The grisly murder of the nurse, a mother of two, and the prison warden, father of a one-year-old girl, sparks an impassioned debate about the death penalty, which has not been implemented since President Georges Pompidou, a pragmatic Gaullist, came to power two years earlier.

Hundreds of people baying for the mens' heads pack the streets outside the courthouse when they go on trial in Aube in 1972. The nurse's husband and warden's family are among those attending.
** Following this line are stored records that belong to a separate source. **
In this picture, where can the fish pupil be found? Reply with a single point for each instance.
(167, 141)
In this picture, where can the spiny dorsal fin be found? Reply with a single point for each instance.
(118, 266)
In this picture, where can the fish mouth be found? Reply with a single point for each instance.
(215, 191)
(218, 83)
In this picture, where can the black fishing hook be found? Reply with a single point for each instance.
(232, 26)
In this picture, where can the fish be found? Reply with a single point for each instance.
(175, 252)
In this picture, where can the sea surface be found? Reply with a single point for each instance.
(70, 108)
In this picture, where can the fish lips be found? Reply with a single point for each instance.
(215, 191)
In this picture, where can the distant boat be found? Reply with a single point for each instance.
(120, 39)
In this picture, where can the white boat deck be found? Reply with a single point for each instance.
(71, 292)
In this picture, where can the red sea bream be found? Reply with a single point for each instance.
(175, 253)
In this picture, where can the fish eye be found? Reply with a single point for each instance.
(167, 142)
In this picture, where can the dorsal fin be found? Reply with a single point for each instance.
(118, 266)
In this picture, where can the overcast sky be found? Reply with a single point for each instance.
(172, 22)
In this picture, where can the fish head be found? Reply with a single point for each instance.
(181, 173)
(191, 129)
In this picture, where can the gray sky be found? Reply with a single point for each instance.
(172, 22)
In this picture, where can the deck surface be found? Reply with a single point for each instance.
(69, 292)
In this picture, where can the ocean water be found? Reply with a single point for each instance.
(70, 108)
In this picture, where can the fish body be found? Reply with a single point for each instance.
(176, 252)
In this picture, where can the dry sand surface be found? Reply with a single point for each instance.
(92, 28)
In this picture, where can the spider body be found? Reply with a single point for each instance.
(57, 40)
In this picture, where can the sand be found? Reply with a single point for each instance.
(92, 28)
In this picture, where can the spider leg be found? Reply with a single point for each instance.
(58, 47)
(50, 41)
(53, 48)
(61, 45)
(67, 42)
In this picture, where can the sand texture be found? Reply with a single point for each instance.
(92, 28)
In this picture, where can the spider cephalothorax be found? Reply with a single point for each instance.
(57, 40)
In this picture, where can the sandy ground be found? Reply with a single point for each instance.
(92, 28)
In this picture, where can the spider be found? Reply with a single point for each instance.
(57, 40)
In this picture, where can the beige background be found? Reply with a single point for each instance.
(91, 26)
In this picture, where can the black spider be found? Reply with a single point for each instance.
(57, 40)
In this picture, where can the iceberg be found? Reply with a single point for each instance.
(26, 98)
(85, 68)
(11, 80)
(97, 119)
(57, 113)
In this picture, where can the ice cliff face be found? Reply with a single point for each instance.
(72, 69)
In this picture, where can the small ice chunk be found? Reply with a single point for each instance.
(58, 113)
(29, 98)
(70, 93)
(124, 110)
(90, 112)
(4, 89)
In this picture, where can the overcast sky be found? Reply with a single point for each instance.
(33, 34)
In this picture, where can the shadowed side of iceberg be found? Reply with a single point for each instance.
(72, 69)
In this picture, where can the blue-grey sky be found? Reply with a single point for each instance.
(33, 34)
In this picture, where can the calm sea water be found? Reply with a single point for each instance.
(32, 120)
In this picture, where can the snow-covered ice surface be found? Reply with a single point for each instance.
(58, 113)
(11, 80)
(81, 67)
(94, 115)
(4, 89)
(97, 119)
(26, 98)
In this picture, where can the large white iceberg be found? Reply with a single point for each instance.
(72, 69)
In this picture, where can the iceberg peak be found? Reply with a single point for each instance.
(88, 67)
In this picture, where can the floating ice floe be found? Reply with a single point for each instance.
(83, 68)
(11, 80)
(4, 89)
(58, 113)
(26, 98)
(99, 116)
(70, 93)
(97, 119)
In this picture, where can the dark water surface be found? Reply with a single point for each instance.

Buffet, who is portrayed in the media as a heartless monster, admits to killing the guard and stabbing the nurse, and defies the court to sentence him to death.

Bontems is found guilty of merely being an accessory. But he is also given the death penalty, amid intense pressure from prison wardens' groups seeking revenge for their colleague's death.

Badinter appeals to the highest court in the land not to apply the law of "an eye for an eye", and then to Pompidou, who has pardoned six other death-row prisoners.

His pleas fall on deaf ears in the face of a poll showing 63 percent of the French favor capital punishment.

An activist is born

On 28 November 1971, Bontems and Buffet are beheaded in the courtyard of La Sante prison, under a giant black canopy erected to prevent the media snapping pictures from a helicopter.

Badinter, whose Jewish father died in a Nazi death camp, would later say the case changed his stance on the death penalty "from an intellectual conviction to an activist passion".

"I swore to myself on leaving the courtyard of la Sante prison that morning at dawn, that I would spend the rest of my life combatting the death penalty," Badinter told AFP in 2021.

Five years later he helped convince a jury not to execute a man who kidnapped and murdered a seven-year-old boy, in a case that he turned into a trial of the death penalty itself.

Badinter called in experts to describe in grisly detail the workings of the guillotine, which had been used to decapitate prisoners since the French Revolution of 1789.

In all, he saved six men from execution, eliciting death threats in the process.

"We entered the court by the front door and once the verdict had been read and the accused's head was safe, we often had to leave by a hidden stairway," the man dubbed "the murderers' lawyer" by his detractors, recalled.

When he was appointed justice minister in President Francois Mitterrand's first Socialist government in June 1981, he made ending the death penalty an immediate priority.

Its abolition was finally adopted by parliament on 30 September 1981, after a landmark address by Badinter to MPs.

Decrying a "killer" justice system, he said: "Tomorrow, thanks to you, there will no longer be the stealthy executions at dawn, under a black canopy, that shame us all."